Coordination Development/Improvement:

After completing the assessment the subcommittee will develop recommendations designed to achieve, a smooth “one-stop” approach to energy efficiency projects. Tasks will include:

  • Developing a plan to address any major gaps in the consumer/market sectors.
  • Mapping out a clear, simple process that service providers can implement and consumers can follow to quickly and easily make energy efficiency improvements in their buildings.
  • Developing recommendations for integrating delivery of thermal energy efficiency with increased use of renewables for heating (such as biomass and geothermal systems).
  • Developing an outreach/coordination plan to ensure ongoing coordination between programs and energy service providers.
  • Designating a central location, through a coordinated website perhaps, to be the statewide repository for information and advice on all programs/services available in the state.

 

Energy Service Provider Subcommittee

This subcommittee will focus on building and improving energy service providers/companies capacity and knowledge.  Tasks will include:

  • Developing an Outreach and Training Plan: to ensure that information and adequate training is being provided to energy service providers in a timely, ongoing fashion.

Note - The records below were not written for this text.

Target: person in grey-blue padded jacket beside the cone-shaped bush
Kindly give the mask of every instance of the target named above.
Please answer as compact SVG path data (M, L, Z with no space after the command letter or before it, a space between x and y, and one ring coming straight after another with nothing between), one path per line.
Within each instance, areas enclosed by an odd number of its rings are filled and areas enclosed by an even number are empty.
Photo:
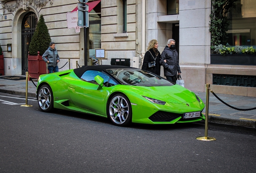
M60 62L60 57L55 48L55 43L50 42L49 48L44 52L42 56L43 60L48 64L49 73L58 72L58 62Z

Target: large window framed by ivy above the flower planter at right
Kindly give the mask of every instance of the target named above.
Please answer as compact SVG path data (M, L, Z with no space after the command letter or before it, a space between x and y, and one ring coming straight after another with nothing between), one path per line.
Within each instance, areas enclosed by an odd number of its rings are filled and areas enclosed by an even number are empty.
M252 0L237 0L235 8L227 14L229 20L228 44L230 46L256 47L256 3Z

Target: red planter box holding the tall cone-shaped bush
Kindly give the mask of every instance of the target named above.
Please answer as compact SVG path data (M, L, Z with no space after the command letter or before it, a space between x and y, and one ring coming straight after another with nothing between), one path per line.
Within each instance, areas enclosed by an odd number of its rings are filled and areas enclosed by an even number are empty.
M41 74L48 73L47 64L39 52L36 56L28 55L28 72L31 78L39 78Z

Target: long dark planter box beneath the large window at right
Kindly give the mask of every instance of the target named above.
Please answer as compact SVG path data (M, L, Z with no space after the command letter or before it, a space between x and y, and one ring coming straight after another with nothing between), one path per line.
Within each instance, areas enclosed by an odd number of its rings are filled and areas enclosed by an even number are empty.
M211 64L256 66L256 55L232 54L223 56L221 54L211 54Z

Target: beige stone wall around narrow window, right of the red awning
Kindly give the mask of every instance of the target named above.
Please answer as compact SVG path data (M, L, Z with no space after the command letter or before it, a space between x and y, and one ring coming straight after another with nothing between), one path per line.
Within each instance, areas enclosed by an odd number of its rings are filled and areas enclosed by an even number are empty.
M136 0L127 0L127 33L123 33L122 0L101 0L101 48L105 48L107 58L103 64L110 64L111 58L130 58L132 62L136 56L136 47L141 46L139 41L136 45L141 33L138 6Z

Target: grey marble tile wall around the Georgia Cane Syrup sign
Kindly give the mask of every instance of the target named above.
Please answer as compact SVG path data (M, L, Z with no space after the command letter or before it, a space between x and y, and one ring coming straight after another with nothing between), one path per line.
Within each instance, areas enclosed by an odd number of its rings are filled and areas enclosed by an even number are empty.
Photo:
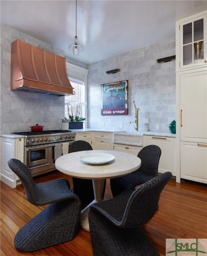
M175 38L108 59L88 64L88 127L135 130L135 100L139 112L139 130L170 132L175 119L175 60L158 63L158 58L175 54ZM115 74L107 70L120 68ZM129 80L129 115L101 116L101 84ZM156 129L156 124L159 129Z

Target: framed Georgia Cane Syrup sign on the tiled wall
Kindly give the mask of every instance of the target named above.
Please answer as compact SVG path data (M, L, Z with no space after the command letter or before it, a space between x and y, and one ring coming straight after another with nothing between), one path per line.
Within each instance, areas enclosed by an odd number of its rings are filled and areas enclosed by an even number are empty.
M128 115L128 80L101 85L101 115Z

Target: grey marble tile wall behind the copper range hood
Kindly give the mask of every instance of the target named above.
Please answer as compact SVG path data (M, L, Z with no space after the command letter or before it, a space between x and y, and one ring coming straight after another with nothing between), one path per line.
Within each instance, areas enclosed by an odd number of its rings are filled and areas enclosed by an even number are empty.
M64 96L55 97L10 90L11 43L16 39L65 57L64 51L45 42L1 24L1 126L0 133L30 131L30 126L40 124L44 130L61 128L64 117ZM85 67L84 63L67 58L68 62Z

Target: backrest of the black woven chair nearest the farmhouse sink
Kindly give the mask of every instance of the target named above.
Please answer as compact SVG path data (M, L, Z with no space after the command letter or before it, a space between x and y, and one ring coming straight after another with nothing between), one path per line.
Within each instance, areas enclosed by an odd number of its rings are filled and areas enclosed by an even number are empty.
M156 145L149 145L140 150L137 155L141 161L141 167L138 172L145 175L156 177L161 156L161 149Z

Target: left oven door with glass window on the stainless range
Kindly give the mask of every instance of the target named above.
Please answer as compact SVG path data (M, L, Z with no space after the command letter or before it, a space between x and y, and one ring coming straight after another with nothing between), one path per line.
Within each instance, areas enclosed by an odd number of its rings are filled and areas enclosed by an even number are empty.
M44 146L31 146L26 148L28 167L48 164L48 144Z

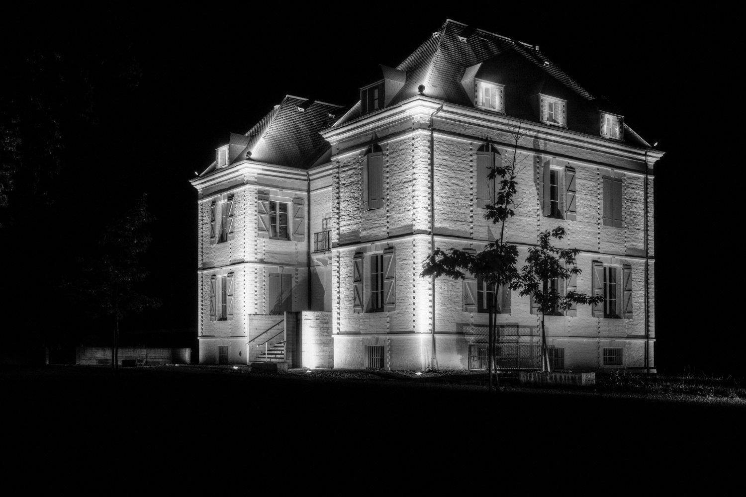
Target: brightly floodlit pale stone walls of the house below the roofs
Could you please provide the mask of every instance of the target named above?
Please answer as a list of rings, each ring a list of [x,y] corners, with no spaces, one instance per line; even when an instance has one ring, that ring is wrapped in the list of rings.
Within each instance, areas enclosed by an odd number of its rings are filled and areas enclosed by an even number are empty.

  • Assess how current and potential energy service providers, including local fuel dealers, can best be encouraged to fully participate in existing thermal efficiency programs/incentives. 
  • Assess what contractors, fuel dealers, and other small business or self employed Vermonters need to be able to offer efficiency home improvement services and to adequately increase the pace of completed energy efficiency projects (training in whole building performance services, business planning, sales and marketing skills, etc.).
  • Identify areas of the state lacking effective programs or an adequate number of service providers and develop a plan to build that capacity where needed.

 

Financing and Funding Subcommittee

This subcommittee will make recommendations regarding the level of money needed to achieve the state’s thermal efficiency goals and will identify financing mechanisms and funding sources to get us there.  This subcommittee may divide into Residential and Commercial subgroups.  Tasks will include:

  • Considering the mix of funding vs. financing needs for various fuel types and market segments, e.g., low, moderate, high-income, institutional, renters.
  • Exploring potential financing mechanisms, recommend and prioritize which ones should be pursued, and create a plan for doing so, including:
    • Utility On-bill Financing
    • Energy-Efficient Mortgages
    • Property-Assessed Clean Energy (PACE) Districts
    • Public-Purpose Energy Savings Company 
  • Investigating other private financing options 
  • Identifying all current and possible funding sources, including any and all taxes, and recommend what sources should be pursued and at what level, balanced with financing options.
  • Investigating steps necessary to better incorporate a buildings’ efficacy into traditional lending considerations.

 

Planning and Measurement Subcommittee

This subcommittee will recommend systems to measure progress; track results and benefits; and develop interim benchmarks and a roadmap, to meet the state’s building efficiency goals.  Tasks will include:

  • Assessing where Vermont currently stands relative to the statutory goals for improving the energy efficiency of Vermont homes and other buildings (including non-program participants).
  • Assessing the relationship between electric and thermal efficiency measures to ascertain electric savings gained from implementing thermal efficiency measures and vice versa.
  • Developing a tracking process to ensure the state will have an accurate count of how many buildings have been improved and an accurate picture of the extent and cost/benefits of those improvements (including non-program participants).
  • Recommending a designated entity to be responsible for measuring progress and making the information publicly available.
  • Developing a timeline, which includes interim benchmarks, for meeting the state’s building efficiency goals.
  • Coordinating the findings from the other subcommittees to draft a roadmap to meeting the state’s building efficiency goals.